By Thomas S. Benjamin, Jeffery A. Eitel, Jesse Elwell, Dmitry Evtyushkin, Abhrajit Ghosh, and Angelo Sapello

Side-channel attacks, such as Spectre, rely on properties of modern CPUs that permit discovery of microarchitectural state via timing of various operations. The Weird Machine concept is an increasingly popular model for characterization of execution that arises from side effects of conventional computing constructs. In this work, we introduce microarchitectural weird machines (µWM), code constructions that allow performing computation through the means of side effects and conflicts between microarchitectual entities such as branch predictors and caches. The results of such computations are observed as timing variations in the execution of instructions that interact with these side effects. We demonstrate how µWMs can be used as a powerful obfuscation engine where computation operates using events unobservable to conventional anti-obfuscation tools based on emulation, debugging, and static and dynamic analysis techniques.
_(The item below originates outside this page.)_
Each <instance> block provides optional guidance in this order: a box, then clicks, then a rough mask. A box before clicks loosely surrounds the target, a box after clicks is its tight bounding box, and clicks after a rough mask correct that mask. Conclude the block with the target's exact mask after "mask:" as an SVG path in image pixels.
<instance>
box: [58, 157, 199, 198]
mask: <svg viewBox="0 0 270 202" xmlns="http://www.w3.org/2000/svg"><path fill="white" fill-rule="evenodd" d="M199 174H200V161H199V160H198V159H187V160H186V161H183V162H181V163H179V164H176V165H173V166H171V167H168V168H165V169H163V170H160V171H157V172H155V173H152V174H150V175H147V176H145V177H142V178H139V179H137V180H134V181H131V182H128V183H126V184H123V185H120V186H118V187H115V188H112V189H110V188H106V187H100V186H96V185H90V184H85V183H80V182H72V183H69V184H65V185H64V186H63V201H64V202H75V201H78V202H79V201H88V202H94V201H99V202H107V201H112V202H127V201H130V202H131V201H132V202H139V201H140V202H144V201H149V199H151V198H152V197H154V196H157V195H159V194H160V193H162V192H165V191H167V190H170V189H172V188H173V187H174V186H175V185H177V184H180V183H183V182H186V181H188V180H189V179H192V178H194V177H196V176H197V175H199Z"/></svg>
We present a practical example in which we use a µWM to obfuscate malware code such that its passive operation is invisible to an observer with full power to view the architectural state of the system until the code receives a trigger. When the trigger is received, the malware decrypts and executes its payload. To show the effectiveness of obfuscation, we demonstrate its use in the concealment and subsequent execution of a payload that creates a reverse shell. In the full version of this work, we also demonstrate a payload that exfiltrates a shadow password file. We then demonstrate the generality of μWMs by showing that they can be used to reliably perform non-trivial computation by implementing a SHA-1 hash function.